The terminology used herein is for the purpose of describing particular embodiments only and is not intended to be limiting of example embodiments. As used herein, the singular forms “a” , “an” and “the” are intended to include the plural forms as well, unless the context clearly indicates otherwise. It will be further understood that the terms “comprises” , “comprising” , “has” , “having” , “includes” and/or “including” , when used herein, specify the presence of stated features, elements, and/or components etc., but do not preclude the presence or addition of one or more other features, elements, components and/or combinations thereof.
As described above, conventionally, in order to monitor moving objects, most of all humans, in proximity of the free-accessible robot, a dedicated laser sensor with wide sensing range needs to be provided for objects detection. However, such laser sensor is expensive thereby increasing the overall cost of the robot system.

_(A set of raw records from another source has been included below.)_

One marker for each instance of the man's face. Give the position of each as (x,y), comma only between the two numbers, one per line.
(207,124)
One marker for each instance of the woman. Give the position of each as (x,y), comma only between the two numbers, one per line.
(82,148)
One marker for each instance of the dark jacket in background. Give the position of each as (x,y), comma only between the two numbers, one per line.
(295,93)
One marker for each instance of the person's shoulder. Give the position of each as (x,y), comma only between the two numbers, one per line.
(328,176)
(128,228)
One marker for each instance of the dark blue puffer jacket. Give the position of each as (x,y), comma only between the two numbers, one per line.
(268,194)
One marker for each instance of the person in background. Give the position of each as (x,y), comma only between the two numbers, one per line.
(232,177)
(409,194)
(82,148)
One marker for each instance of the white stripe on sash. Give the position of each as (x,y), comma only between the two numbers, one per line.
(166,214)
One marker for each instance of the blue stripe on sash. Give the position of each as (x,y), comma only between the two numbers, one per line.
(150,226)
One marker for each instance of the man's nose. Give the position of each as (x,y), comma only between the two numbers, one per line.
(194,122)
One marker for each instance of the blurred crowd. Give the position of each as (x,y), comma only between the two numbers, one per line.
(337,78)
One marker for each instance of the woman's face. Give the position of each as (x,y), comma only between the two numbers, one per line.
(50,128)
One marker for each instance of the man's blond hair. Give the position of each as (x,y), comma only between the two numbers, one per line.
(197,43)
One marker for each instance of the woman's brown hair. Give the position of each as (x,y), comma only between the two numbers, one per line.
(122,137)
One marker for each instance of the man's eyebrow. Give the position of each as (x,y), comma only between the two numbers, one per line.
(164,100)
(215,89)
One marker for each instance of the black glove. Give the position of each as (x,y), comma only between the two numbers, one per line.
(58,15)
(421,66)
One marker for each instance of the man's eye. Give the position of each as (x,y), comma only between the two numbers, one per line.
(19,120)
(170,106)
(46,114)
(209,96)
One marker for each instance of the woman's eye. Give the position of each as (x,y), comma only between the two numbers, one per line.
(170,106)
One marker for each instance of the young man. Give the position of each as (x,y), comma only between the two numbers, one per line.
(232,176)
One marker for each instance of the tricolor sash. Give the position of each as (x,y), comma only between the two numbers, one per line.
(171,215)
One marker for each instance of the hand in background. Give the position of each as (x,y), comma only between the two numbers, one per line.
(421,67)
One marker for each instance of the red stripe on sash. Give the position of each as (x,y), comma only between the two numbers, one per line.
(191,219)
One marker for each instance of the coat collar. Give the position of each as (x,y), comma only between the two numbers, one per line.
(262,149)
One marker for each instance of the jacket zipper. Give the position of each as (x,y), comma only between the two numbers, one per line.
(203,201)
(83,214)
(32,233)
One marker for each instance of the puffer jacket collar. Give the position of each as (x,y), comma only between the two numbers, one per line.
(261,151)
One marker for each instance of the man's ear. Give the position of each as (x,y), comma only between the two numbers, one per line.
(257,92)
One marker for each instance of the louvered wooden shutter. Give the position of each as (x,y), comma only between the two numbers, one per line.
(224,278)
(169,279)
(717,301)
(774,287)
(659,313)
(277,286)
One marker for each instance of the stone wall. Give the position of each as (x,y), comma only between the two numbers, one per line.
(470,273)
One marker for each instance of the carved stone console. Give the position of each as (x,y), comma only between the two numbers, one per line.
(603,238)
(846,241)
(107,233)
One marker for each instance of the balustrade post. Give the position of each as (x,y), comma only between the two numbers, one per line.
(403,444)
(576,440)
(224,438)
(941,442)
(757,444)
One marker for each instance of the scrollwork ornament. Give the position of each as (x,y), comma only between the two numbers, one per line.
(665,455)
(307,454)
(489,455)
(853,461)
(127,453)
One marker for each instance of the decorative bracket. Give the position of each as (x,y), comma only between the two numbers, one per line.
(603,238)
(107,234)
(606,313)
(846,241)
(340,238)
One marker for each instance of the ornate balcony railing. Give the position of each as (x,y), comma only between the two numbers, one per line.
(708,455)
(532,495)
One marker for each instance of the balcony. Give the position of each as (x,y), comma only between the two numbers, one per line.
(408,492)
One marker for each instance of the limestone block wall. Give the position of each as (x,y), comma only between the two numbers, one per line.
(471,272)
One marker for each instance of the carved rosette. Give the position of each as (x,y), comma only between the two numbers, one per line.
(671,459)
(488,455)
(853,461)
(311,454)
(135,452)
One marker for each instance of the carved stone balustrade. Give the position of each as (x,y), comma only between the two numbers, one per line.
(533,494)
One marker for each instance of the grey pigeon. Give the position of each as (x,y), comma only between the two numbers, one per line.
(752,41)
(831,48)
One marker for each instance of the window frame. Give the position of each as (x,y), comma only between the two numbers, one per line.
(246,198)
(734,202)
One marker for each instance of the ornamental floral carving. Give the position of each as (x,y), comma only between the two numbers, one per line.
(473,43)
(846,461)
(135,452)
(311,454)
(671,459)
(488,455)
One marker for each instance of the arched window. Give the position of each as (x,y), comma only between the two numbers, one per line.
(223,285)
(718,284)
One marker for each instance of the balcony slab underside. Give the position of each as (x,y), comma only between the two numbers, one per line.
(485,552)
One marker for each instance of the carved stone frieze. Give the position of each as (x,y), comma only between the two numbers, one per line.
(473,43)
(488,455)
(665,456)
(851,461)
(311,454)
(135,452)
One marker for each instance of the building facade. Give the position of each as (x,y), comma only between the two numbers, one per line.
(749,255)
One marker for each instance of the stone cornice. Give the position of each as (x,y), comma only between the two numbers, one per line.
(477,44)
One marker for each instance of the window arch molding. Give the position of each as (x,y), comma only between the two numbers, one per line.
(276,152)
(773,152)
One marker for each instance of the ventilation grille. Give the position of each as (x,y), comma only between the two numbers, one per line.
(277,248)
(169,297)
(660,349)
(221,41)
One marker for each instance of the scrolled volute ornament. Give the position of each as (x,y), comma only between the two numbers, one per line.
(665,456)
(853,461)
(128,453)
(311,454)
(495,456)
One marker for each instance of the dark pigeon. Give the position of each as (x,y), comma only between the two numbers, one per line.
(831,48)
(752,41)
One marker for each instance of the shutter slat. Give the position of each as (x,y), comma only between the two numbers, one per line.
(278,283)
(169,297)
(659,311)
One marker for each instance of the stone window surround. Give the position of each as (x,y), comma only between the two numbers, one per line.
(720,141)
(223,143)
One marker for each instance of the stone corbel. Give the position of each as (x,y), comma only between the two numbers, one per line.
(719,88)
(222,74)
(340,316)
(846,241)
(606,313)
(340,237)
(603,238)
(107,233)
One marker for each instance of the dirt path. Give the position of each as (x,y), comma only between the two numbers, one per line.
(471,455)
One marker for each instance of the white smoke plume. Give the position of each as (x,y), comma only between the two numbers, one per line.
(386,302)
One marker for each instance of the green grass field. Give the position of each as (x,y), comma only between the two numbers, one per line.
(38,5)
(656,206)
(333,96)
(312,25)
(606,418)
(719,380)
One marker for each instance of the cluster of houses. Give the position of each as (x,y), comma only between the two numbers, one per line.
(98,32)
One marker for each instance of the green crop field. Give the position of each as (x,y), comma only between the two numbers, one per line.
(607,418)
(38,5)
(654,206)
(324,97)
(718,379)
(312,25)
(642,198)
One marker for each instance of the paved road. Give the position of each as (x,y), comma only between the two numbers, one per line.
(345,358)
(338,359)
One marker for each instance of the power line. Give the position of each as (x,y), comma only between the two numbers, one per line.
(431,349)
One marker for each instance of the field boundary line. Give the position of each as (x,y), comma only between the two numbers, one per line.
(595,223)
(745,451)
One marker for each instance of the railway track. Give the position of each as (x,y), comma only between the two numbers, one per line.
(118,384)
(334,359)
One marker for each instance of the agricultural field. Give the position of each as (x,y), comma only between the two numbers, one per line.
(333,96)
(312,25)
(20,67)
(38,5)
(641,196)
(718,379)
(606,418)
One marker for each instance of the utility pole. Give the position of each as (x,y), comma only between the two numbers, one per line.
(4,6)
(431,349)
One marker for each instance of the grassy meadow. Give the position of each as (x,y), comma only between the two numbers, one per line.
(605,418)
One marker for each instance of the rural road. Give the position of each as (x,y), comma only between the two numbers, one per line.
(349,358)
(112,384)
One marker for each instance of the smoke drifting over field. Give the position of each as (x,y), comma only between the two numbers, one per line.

In view of the above, a safety monitoring mechanism is provided. In the safety monitoring mechanism, a robot obtains and utilizes sensor data collected by a transportation device in association and communication with the robot obtains. During the process where the transportation device moves according to its predefined route and parks at the working station to perform collaborative operations with the robot operating in the working station, the transportation device utilizes its sensor to detect objects on its route to avoid collision. The detection range of the sensors on the transportation device may cover a very wide range, especially the working area of the robots. Therefore, the robot may utilize the sensor data to determine whether personnel are in the working area of the robot.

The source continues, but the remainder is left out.